Citing the “impossibility of aligning horse racing activities with the current developmental needs of society,” and taking into consideration “that these activities have progressively lost their appeal to local residents and tourists in recent years, the government, after thorough research, decided to accept the application from the Macau Horse Race Company,” Secretary for Administration and Justice Cheong Weng Chon told reporters in January.
Under the termination agreement, the MHRC will transport the owners’ horses to other locations by March 31 2025, and provide severance pay to the company’s employees. (Despite its diminishing popularity in Macau, the MJC remained one of Macau’s biggest private employers with around 800 fulltime and 300 part-time workers.)
The land presently occupied by the MJC, which includes the Taipa Racecourse, will be returned to the government, which has no plans to build another racetrack.

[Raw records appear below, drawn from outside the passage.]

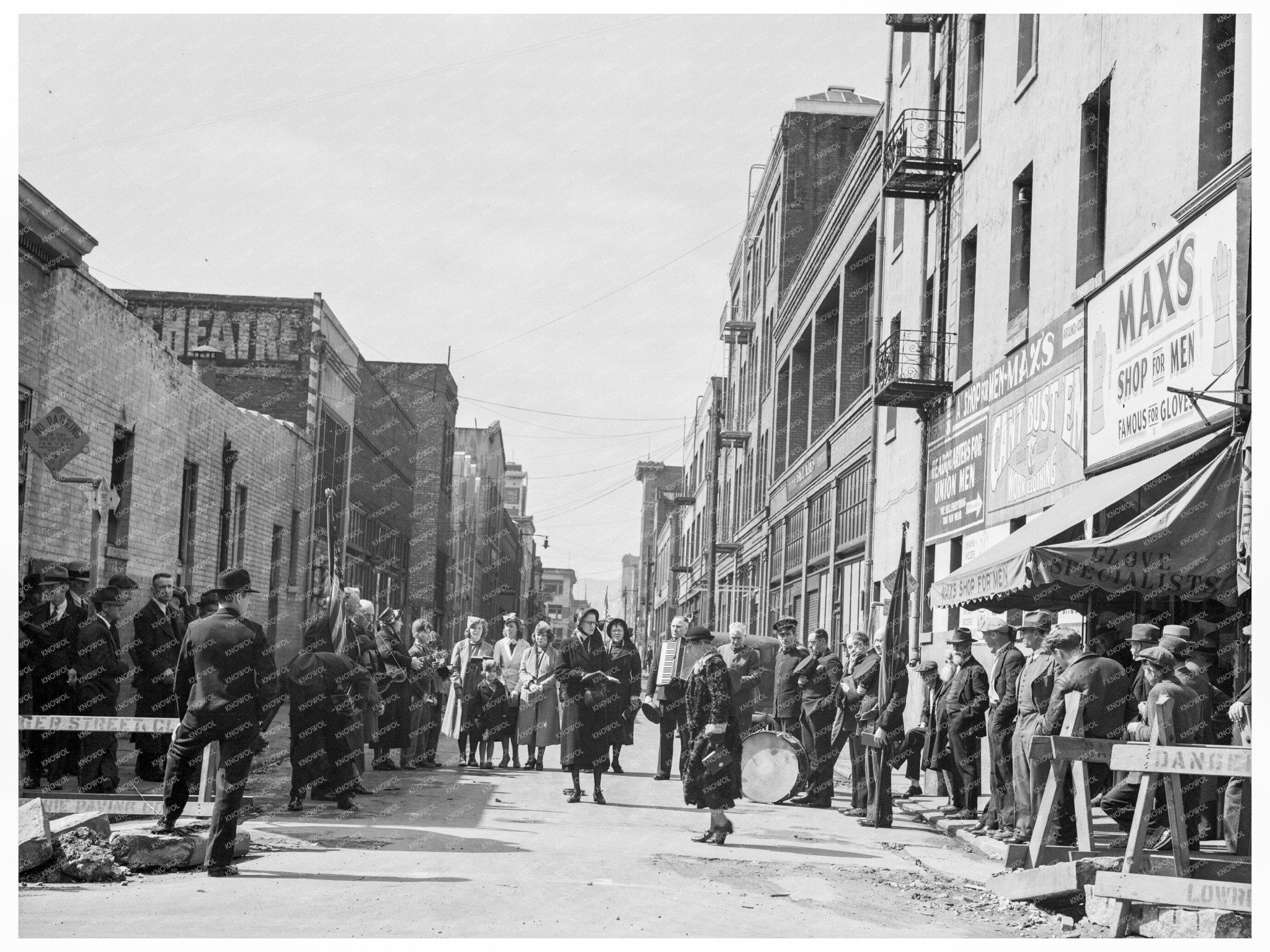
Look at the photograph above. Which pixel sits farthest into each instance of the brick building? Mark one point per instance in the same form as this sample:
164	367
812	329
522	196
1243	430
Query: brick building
201	484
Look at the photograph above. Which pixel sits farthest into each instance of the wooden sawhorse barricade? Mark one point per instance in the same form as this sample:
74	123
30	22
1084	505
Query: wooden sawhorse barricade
1160	760
126	804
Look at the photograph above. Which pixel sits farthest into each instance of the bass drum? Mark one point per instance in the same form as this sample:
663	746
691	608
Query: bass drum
774	767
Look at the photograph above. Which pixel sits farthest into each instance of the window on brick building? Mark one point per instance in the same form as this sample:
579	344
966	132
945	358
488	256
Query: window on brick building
121	481
186	528
974	82
1091	211
1215	96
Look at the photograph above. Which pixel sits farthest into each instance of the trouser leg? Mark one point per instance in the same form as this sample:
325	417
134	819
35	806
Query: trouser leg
231	773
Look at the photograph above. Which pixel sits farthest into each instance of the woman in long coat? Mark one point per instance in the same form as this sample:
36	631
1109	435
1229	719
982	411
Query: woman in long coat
625	667
393	729
463	709
539	726
508	653
586	710
711	727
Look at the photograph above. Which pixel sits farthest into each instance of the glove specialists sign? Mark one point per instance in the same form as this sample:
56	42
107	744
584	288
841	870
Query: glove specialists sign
1014	440
1169	320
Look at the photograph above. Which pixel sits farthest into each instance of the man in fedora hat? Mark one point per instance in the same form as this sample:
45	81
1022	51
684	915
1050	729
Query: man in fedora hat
966	706
98	668
226	688
1008	663
52	630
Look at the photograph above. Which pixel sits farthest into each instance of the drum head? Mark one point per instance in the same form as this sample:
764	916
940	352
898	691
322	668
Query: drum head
773	767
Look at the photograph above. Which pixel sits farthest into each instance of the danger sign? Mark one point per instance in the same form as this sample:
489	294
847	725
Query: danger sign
56	440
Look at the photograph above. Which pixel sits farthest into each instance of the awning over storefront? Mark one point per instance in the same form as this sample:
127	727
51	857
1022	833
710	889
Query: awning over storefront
1009	576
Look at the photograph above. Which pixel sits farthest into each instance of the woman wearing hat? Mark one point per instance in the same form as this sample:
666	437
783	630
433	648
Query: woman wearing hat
586	713
625	667
393	726
539	725
710	763
463	709
508	653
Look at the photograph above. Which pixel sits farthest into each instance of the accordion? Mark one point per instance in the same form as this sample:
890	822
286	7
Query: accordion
678	657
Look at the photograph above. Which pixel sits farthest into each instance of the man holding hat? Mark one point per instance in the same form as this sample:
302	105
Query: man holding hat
1121	803
1008	663
789	696
54	634
1034	688
98	668
226	687
966	703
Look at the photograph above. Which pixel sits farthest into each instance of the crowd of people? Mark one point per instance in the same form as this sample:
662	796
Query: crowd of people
360	681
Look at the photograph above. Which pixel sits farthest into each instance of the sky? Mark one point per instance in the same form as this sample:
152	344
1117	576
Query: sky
553	202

Lawmakers have previously raised the possibility that the track could be transformed into a stadium for international sports events.
The MJC has held the exclusive rights to offer horse racing and horse betting in Macau since its founding as a harness racing course called the Macau Trotting Club in 1980. But harness racing never got out of the gate in Macau, so the club pivoted to the thoroughbred kind.
In 1991, the MJC was acquired by the MHRC, a consortium led by late gambling tycoon Stanley Ho, who held the casino monopoly in Macau until 2002.
Horse racing remains popular in neighboring Hong Kong.